Location
- Edward Ave, Ōtara, Manukau City
- Coordinates: 36°57′33″S 174°52′03″E﻿ / ﻿36.959271°S 174.867625°E

Information
- Type: State: Not integrated co-educational (year 0-6)
- Motto: We develop citizens who will build a world of the future secure in the knowledge that, "Anything is Possible"
- Established: 1961
- Ministry of Education Institution no.: 1218
- Principal: Mr Alan Lyth
- Enrollment: 342 (October 2025)
- Socio-economic decile: 1A
- Website: bmps.school.nz

= Bairds Mainfreight Primary School =

Bairds Mainfreight Primary School is a contributing primary school (years 0–6) in Ōtara, a suburb of Auckland Council, Auckland Region, New Zealand.

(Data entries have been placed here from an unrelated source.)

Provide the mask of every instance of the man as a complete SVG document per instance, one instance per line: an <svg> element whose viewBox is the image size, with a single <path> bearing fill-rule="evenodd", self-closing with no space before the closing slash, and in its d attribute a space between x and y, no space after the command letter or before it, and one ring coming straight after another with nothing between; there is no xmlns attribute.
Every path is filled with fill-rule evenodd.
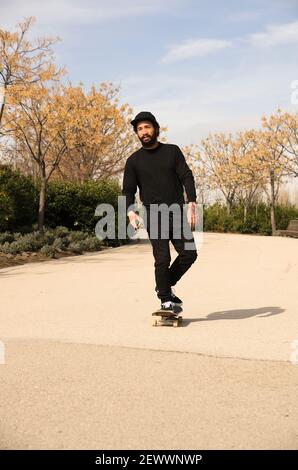
<svg viewBox="0 0 298 470"><path fill-rule="evenodd" d="M142 111L131 121L142 147L128 157L123 176L122 194L126 196L126 213L131 225L136 229L140 221L134 211L135 193L140 189L140 199L145 207L145 225L153 248L155 259L155 291L161 300L161 310L181 311L182 300L174 294L174 286L197 258L197 251L190 226L196 223L196 191L192 171L178 145L164 144L157 140L160 126L154 115ZM184 190L188 199L187 220L183 212ZM161 219L157 215L157 232L152 228L153 208L180 208L178 225L187 227L187 236L175 235L176 226L172 212L164 212ZM166 215L164 215L166 214ZM168 236L161 235L162 219L167 219ZM156 218L154 219L156 221ZM177 221L177 218L175 219ZM185 223L186 221L186 223ZM177 222L176 222L177 225ZM189 226L190 225L190 226ZM154 233L153 233L154 232ZM157 236L156 236L157 233ZM178 256L170 266L171 256L169 241ZM186 243L188 247L187 249ZM179 310L180 309L180 310Z"/></svg>

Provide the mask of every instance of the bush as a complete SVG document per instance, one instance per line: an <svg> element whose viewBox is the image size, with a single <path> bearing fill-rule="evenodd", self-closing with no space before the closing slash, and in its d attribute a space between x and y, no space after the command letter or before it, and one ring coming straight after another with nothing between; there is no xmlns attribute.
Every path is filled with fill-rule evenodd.
<svg viewBox="0 0 298 470"><path fill-rule="evenodd" d="M276 226L278 230L286 230L290 220L298 219L298 208L292 204L276 207Z"/></svg>
<svg viewBox="0 0 298 470"><path fill-rule="evenodd" d="M57 233L61 236L57 236ZM72 251L82 253L83 251L100 250L103 242L88 232L70 232L65 227L47 229L44 233L38 231L30 234L9 233L0 234L0 252L17 254L23 251L38 251L46 256L53 257L56 253Z"/></svg>
<svg viewBox="0 0 298 470"><path fill-rule="evenodd" d="M38 191L32 178L0 165L0 230L31 227L37 217Z"/></svg>
<svg viewBox="0 0 298 470"><path fill-rule="evenodd" d="M9 239L6 237L6 241L0 245L0 251L3 253L16 254L22 253L23 251L37 251L44 244L39 233L30 233L26 235L16 233L14 235L11 234L11 237L9 237Z"/></svg>
<svg viewBox="0 0 298 470"><path fill-rule="evenodd" d="M204 209L204 231L224 232L224 220L226 217L226 208L216 202L212 206Z"/></svg>
<svg viewBox="0 0 298 470"><path fill-rule="evenodd" d="M84 251L84 243L83 243L82 240L80 240L78 242L71 242L68 245L68 248L69 248L70 251L73 251L74 253L81 254Z"/></svg>
<svg viewBox="0 0 298 470"><path fill-rule="evenodd" d="M293 205L278 205L275 216L277 229L285 229L291 219L298 218L298 209ZM242 205L233 205L228 215L225 206L215 203L204 208L204 231L271 235L270 206L263 202L257 206L251 206L244 222Z"/></svg>
<svg viewBox="0 0 298 470"><path fill-rule="evenodd" d="M0 228L6 230L14 216L13 201L5 192L0 191Z"/></svg>
<svg viewBox="0 0 298 470"><path fill-rule="evenodd" d="M77 231L77 232L70 232L68 235L68 239L70 242L80 242L85 240L86 232Z"/></svg>
<svg viewBox="0 0 298 470"><path fill-rule="evenodd" d="M56 237L60 238L65 238L69 235L69 230L67 227L63 227L62 225L58 225L58 227L55 227L54 233Z"/></svg>
<svg viewBox="0 0 298 470"><path fill-rule="evenodd" d="M32 178L21 175L7 165L0 165L0 231L29 234L37 230L40 181L33 184ZM95 209L101 203L111 204L115 209L116 239L105 243L118 246L129 242L117 239L118 196L121 188L116 179L89 181L83 184L69 181L50 181L46 193L45 226L55 229L46 231L45 244L51 246L54 238L66 238L70 230L94 235L99 217ZM105 214L104 214L105 216ZM128 219L126 219L128 223ZM14 240L17 236L14 235ZM85 235L83 236L85 238ZM72 238L72 241L80 240ZM1 243L0 243L1 244Z"/></svg>
<svg viewBox="0 0 298 470"><path fill-rule="evenodd" d="M52 245L55 238L56 237L53 230L45 230L43 233L43 242L45 245Z"/></svg>
<svg viewBox="0 0 298 470"><path fill-rule="evenodd" d="M68 240L67 238L55 238L51 246L56 251L64 251L68 246Z"/></svg>
<svg viewBox="0 0 298 470"><path fill-rule="evenodd" d="M2 243L5 243L5 242L11 243L13 241L14 241L13 233L10 233L10 232L0 233L0 245L2 245Z"/></svg>
<svg viewBox="0 0 298 470"><path fill-rule="evenodd" d="M55 257L55 254L56 254L56 249L53 247L53 246L50 246L50 245L44 245L41 249L40 249L40 252L45 255L45 256L48 256L49 258L54 258Z"/></svg>
<svg viewBox="0 0 298 470"><path fill-rule="evenodd" d="M102 246L102 242L96 237L87 237L82 241L84 251L98 251Z"/></svg>
<svg viewBox="0 0 298 470"><path fill-rule="evenodd" d="M71 230L93 232L98 204L111 204L117 211L120 186L115 180L89 181L83 184L50 181L46 198L45 222L50 227L63 225Z"/></svg>

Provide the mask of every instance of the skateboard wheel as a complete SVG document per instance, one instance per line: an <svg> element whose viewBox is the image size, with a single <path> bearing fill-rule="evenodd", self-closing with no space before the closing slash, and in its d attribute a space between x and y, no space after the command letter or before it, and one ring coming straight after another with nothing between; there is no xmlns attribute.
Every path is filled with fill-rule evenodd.
<svg viewBox="0 0 298 470"><path fill-rule="evenodd" d="M177 327L177 326L178 326L178 323L179 323L179 320L174 320L174 321L173 321L173 326L174 326L174 327Z"/></svg>
<svg viewBox="0 0 298 470"><path fill-rule="evenodd" d="M153 320L152 326L157 326L157 320Z"/></svg>

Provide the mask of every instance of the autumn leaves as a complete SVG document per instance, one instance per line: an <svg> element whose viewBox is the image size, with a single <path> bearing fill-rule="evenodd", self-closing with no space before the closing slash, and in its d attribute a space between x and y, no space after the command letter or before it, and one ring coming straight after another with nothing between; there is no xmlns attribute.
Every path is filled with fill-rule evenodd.
<svg viewBox="0 0 298 470"><path fill-rule="evenodd" d="M122 170L135 149L132 110L119 105L119 88L101 83L84 90L61 82L52 45L57 38L27 37L34 18L15 32L0 30L0 145L3 158L40 181L39 230L43 229L47 183L55 178L83 182Z"/></svg>

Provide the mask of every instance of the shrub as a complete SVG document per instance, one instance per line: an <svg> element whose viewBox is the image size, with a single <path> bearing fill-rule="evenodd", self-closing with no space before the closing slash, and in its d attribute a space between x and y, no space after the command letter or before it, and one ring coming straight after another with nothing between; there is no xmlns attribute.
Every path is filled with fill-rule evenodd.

The trucking and logistics firm Mainfreight Limited has sponsored the school since 1993. The school benefits from this relationship due to the support Mainfreight gives to it in the area of Information and Communication Technologies, and Alan Duff's Duffy Books in Homes programme. Mainfreight's philosophy of "Anything is Possible" is one that fits with the educational philosophy of the school. In 1997 the school renamed itself from Bairds Primary School to its current name.